Not Addressed in this Standard

  • Memory-only (memcached) buckets that are not written to disk. This data may be more free-form and not governed by these standards.

Example

Bucket: HR_RECORDS

Document: key = jsmith, value = { "docSchema":"utd-hr-person", "docSchemaVersion":"1.0.4", "docType":"worker", "lName":"smith", "fName":"john", "city":"waltham"} 

Document: key = bjones, value = { "docSchema":"utd-hr-person", "docSchemaVersion":"1.0.4", "docType":"manager", "lName":"jones", "fName":"bob", "city":"newton"} 

Document: key = devops, value = { "docSchema":"utd-hr-dept", "docSchemaVersion":"2.2.2", "docType":"department", "name":"Development Operations", "location":"230 Third Ave, Waltham"}
 
Document: key = docSchemas, value = { 
    "utd-hr-person" : {
    "$schema": "http://json-schema.org/draft-04/schema#",
    "title": "utd-hr-person | 1.0.4",
    "description": "The JSON schema for a person who works at UpToDate",
    "type": "object",
      "properties": {"docSchema": {"type": "string"},
        "docSchemaVersion": {"type": "string"},
        "docType": {"type": "string"},
        "lName": {"type": "string"},
        "fName": {"type": "string"},
        "city": {"type": "string"}
      },
      "required": ["docSchema","docSchemaVersion","docType","lName"]
    },
    "utd-hr-dept": {
      "$schema": "http://json-schema.org/draft-04/schema#",
    "title": "utd-hr-dept | 2.2.2",
    "description": "The JSON schema for a company department at UpToDate",
    "type": "object",
      "properties": {"docSchema": {"type": "string"},
        "docSchemaVersion": {"type": "string"},
        "docType": {"type": "string"},
        "name": {"type": "string"},
        "location": {"type": "string"}
      },
      "required": ["docSchema","docSchemaVersion","docType","name"]
    }
    } 

Document: key = doc-schemas-0001, value = similar to above schema, but perhaps with fewer fields


#2

Hi @eben, please engage on this.


#3

Hi @chuck.connell,

FYI, in Couchbase Server 4.5 there is a new N1QL command ‘infer’, which uses a random sample of documents to perform schema inferencing to produce a schema for the documents compliant with the json-schema.org draft standard. It has some extensions, since the standard is designed to be prescriptive, while our schema is descriptive of what was found. For example, we can describe how frequently a field is seen, if it’s not present in every document. Also, when documents are very dissimilar (as can often happen in buckets), we generate multiple schemas for the different ‘flavors’ of document.
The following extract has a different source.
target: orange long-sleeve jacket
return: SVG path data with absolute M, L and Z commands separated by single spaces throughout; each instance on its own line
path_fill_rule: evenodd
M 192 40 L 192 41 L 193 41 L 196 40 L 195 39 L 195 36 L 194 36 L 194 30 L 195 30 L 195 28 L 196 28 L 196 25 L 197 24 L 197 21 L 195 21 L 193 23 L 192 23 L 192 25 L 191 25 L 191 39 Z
Please take a look at the ‘infer’ command and see if it could help you with implementing this proposal.

Regards,

-Eben


#4

Wow! This is very cool. I will try it out. I’m not sure it exactly addresses our goal, since we want to state up front what the doc schemas should be, based on data models from our whiteboards. But “infer” does sound useful in various ways.

Thanks.


#5

Yes, we need schema validation. Let’s continue to work together on this and get something standardized. Adding @till to this thread.